In a crowded Kabul cellar earlier this week, seven men acted out a desperate, terrifying scenario: One of them pretended to be a Taliban militant, the others had to convince them that they were students — not men who had spent years working for the German army.
"We practiced our role: We are studying this, we are studying here," one of the men told DW over the phone.
They had to be perfect: "We're trying to save ourselves," he said.
For like countless others, the men were terrified of the Taliban forces that had swept across Afghanistan and captured the capital, Kabul.
As the militant group advanced, countless men, women and their families went into hiding, fearing for their lives: among them, interpreters, cooks and drivers who had served foreign governments and international aid organizations.
One of the men who had practiced lying to the Taliban told DW that the militants could come knocking on his door: "I think they are looking for me." He had fled to Kabul during the group's offensive.
He told his family and friends to destroy any photos and documents that might link them to him.
Elusive safety
As Kabul fell to the Taliban over the weekend, foreign governments scrambled to evacuate their nationals. Thousands of Afghan people who had worked for international forces and aid organizations, however, remain trapped in Kabul, unable to reach the airport.
Across the capital, they were waiting for a phone call to safety after the US took control of the international airport, allowing more evacuation flights to arrive.
But the first German flight evacuated only seven people due to "the chaotic circumstances at the airport," according to officials in Berlin.
Later on Tuesday, a second aircraft carried 125 people to Uzbekistan, followed by a third shortly after. Officials announced that more would follow, with the German air force planning an air bridge out of Afghanistan.
Yet on the ground, information remained sparse.

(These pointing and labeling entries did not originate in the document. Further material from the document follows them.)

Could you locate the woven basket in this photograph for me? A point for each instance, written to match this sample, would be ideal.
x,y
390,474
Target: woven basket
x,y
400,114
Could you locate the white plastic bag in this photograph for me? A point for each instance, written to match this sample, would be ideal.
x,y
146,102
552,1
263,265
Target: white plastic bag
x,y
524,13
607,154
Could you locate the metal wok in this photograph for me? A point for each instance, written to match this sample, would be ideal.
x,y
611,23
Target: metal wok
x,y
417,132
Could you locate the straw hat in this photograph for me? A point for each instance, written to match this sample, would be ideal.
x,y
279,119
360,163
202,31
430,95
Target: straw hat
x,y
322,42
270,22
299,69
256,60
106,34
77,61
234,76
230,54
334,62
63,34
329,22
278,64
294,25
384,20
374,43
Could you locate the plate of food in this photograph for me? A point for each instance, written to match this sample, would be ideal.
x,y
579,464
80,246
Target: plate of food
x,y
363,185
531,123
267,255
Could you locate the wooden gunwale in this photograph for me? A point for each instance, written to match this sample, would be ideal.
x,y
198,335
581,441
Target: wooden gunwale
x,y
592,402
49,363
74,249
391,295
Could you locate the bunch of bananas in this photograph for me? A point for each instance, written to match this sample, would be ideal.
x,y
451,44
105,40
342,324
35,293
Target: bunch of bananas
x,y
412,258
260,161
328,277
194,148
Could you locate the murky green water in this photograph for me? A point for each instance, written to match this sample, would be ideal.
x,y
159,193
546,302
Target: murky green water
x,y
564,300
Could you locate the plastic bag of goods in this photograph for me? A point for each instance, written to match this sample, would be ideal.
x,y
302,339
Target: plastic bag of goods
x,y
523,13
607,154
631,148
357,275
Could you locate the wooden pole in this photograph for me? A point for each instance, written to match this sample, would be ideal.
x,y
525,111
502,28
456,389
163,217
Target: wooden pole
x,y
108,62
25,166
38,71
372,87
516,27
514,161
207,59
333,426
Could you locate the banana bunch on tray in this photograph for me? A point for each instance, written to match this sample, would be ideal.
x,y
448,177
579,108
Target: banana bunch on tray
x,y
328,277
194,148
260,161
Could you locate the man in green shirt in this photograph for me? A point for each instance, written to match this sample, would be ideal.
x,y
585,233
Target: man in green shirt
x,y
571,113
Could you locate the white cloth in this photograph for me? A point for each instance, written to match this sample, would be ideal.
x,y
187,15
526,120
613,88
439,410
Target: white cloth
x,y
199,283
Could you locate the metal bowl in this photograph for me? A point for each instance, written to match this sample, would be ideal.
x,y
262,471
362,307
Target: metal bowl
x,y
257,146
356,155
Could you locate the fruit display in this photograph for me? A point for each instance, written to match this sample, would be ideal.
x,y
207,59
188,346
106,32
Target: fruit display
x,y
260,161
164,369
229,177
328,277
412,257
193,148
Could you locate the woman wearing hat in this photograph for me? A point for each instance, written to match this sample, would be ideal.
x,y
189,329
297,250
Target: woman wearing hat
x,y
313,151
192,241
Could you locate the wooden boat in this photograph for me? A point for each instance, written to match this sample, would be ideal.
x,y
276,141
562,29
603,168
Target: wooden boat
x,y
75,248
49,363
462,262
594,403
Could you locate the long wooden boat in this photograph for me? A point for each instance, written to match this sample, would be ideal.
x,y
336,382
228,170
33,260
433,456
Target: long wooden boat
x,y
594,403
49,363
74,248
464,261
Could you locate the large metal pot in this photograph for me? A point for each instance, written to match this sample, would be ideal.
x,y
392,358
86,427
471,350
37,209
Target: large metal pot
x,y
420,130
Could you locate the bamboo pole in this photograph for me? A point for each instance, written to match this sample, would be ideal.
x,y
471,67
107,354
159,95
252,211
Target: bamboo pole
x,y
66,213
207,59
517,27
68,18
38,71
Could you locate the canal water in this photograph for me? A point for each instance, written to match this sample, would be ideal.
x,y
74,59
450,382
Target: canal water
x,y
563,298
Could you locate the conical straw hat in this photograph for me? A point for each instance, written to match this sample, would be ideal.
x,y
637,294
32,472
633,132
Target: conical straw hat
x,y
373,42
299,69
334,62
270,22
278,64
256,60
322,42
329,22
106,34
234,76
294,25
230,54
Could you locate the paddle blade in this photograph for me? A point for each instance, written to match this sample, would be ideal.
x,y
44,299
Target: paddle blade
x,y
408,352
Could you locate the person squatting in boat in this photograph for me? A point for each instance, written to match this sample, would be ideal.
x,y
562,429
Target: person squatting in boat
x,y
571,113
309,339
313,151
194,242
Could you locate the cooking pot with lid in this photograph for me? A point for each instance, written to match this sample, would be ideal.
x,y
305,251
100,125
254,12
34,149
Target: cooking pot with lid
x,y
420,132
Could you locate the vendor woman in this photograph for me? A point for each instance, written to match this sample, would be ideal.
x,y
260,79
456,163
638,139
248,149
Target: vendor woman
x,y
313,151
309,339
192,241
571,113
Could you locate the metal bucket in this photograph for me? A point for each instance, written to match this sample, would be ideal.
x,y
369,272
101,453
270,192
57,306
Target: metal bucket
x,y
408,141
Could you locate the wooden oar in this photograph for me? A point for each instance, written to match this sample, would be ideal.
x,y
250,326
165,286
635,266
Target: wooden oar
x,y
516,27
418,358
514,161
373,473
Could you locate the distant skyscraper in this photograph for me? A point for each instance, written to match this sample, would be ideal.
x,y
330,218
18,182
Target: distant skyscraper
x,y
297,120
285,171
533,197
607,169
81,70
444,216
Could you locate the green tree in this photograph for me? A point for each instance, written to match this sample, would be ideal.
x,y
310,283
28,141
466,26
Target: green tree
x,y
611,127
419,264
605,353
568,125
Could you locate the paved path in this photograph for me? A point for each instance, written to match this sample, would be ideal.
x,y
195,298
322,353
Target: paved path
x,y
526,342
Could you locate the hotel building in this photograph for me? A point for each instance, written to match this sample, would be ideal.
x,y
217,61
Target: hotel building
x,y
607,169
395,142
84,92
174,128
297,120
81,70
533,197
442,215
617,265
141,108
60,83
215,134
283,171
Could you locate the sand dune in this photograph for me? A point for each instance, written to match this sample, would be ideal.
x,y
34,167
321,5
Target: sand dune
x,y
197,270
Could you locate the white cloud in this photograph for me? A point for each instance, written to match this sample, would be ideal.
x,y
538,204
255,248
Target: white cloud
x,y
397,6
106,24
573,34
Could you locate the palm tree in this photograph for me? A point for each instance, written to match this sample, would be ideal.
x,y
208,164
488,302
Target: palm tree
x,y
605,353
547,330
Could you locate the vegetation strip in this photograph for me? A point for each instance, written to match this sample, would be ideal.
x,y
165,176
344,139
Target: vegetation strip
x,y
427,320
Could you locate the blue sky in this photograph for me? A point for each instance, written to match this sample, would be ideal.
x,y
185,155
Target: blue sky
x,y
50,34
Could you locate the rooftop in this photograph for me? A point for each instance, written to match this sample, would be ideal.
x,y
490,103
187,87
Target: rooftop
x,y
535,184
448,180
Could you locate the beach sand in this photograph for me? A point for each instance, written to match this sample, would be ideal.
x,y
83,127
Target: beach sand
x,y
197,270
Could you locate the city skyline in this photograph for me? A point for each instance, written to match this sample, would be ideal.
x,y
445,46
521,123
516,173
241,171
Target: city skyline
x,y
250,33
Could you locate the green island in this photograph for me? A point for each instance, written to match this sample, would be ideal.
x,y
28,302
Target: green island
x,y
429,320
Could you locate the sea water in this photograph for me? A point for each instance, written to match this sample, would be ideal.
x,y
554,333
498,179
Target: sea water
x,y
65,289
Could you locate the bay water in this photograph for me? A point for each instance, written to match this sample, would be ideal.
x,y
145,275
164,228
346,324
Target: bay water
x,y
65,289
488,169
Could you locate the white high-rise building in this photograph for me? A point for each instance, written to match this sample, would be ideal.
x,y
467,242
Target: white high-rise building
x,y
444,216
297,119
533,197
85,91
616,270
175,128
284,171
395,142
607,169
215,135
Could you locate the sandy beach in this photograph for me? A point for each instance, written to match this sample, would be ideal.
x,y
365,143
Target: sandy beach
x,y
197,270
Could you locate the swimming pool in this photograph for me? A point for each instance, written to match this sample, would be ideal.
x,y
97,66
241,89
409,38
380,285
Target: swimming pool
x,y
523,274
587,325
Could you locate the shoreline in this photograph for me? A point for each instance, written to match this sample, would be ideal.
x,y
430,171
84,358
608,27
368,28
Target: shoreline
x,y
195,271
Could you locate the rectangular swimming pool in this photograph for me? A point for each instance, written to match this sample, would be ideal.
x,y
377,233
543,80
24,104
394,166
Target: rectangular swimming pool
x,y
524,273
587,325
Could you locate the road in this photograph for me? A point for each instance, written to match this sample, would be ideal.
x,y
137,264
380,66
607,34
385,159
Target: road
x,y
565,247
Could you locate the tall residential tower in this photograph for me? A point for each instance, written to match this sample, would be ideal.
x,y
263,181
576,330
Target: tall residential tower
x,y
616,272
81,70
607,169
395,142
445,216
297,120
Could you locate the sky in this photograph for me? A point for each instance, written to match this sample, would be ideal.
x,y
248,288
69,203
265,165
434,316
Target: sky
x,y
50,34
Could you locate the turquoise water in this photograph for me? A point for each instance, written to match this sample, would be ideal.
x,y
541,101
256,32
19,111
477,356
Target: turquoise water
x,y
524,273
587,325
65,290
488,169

DW reached one man who had spent 20 years working for the German military. He was hiding out in a cellar with his family. While he was on a list compiled by the German Foreign Ministry of those it would evacuate, he was still waiting for his summons to make his way to the airport.
"They told us they will call us tomorrow, or the day after, but we have to make our own way to the airport."
That thought filled him with dread. He did not know, he said, whether his family would make it. He was still deliberating whether to take a taxi or ask a trusted friend to take him and his family there.
But it remains unclear if they could reach safety.
Many, though, have not made it on the list at all, despite working for the German government.
Berlin caught off guard
German authorities have been criticized for their overly bureaucratic handling of visa applications. Applicants, DW was told by Afghans, had to make the often dangerous trip to Kabul to apply, as an office that was promised to handle cases in Mazar-el-Sharif was never opened due to security concerns, according to officials.
The visa section of the German embassy in Kabul has been closed since 2017, when it was the target of a bomb attack. The offices handling the applications of those who had worked for the government would have been operated by the International Organization for Migration (IOM).
Only those directly employed by the army or government were seemingly entitled to a visa, while those who worked for subcontractors were not.
German Foreign Minister Heiko Maas admitted on Tuesday that the government, the intelligence services and the international community had "failed to accurately assess the situation" and had underestimated the speed of the Taliban's advances.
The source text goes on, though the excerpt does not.